1 Mathematics

Math is not just a way of calculating numerical answers; it is a way of thinking, using clear definitions for concepts and rigorous logic to organize our thoughts and back up our assertions.

Cheng (2025)

These lecture notes use:

  • algebra
  • precalculus
  • univariate calculus
  • linear algebra
  • vector calculus

Some key results are listed here.

1.1 Elementary Algebra

Equalities

Theorem 1 (Equalities are transitive) If \(a=b\) and \(b=c\), then \(a=c\)

Theorem 2 (Substituting equivalent expressions) If \(a = b\), then for any function \(f(x)\), \(f(a) = f(b)\)

Inequalities

Theorem 3 If \(a<b\), then \(a+c < b+c\)

Theorem 4 (negating both sides of an inequality) If \(a < b\), then: \(-a > -b\)

Theorem 5 If \(a < b\) and \(c \geq 0\), then \(ca < cb\).

Theorem 6 \[-a = (-1)*a\]

Sums

Theorem 7 (adding zero changes nothing) \[a+0=a\]

Theorem 8 (Sums are symmetric) \[a+b = b+a\]

Theorem 9 (Sums are associative)  

\[(a + b) + c = a + (b + c)\]

Products

Theorem 10 (Multiplying by 1 changes nothing) \[a \times 1 = a\]

Theorem 11 (Products are symmetric) \[a \times b = b \times a\]

Theorem 12 (Products are associative) \[(a \times b) \times c = a \times (b \times c)\]

Division

Theorem 13 (Division can be written as a product) \[\frac {a}{b} = a \times \frac{1}{b}\]

Sums and products together

Theorem 14 (Multiplication is distributive) \[a(b+c) = ab + ac\]

Quotients

Definition 1 (Quotients, fractions, rates)  

\[\frac{a}{b}\]

Definition 2 (Ratios) A ratio is a quotient in which the numerator and denominator are measured using the same unit scales.

Definition 3 (Proportion) In statistics, a “proportion” typically means a ratio where the numerator represents a subset of the denominator.

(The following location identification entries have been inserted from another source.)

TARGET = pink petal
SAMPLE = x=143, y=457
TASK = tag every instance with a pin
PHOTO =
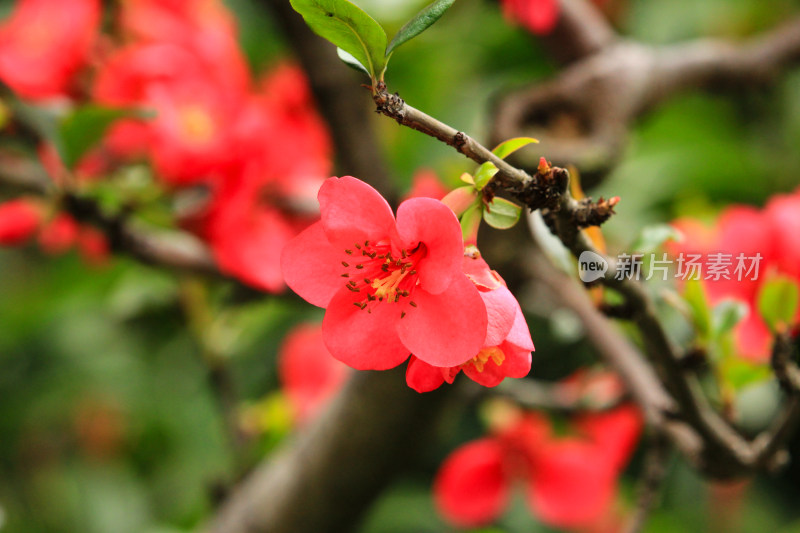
x=572, y=486
x=501, y=309
x=753, y=339
x=309, y=374
x=520, y=334
x=445, y=329
x=423, y=377
x=310, y=266
x=430, y=222
x=352, y=212
x=616, y=432
x=471, y=487
x=362, y=340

Definition 4 (Proportional) Two functions \(f(x)\) and \(g(x)\) are proportional if their ratio \(\frac{f(x)}{g(x)}\) does not depend on \(x\). (c.f. https://en.wikipedia.org/wiki/Proportionality_(mathematics))

Additional reference for elementary algebra: https://en.wikipedia.org/wiki/Population_proportion#Mathematical_definition

1.2 Exponentials and Logarithms

Theorem 15 (logarithm of a product is the sum of the logs of the factors) \[ \log{a\cdot b} = \log{a} + \log{b} \]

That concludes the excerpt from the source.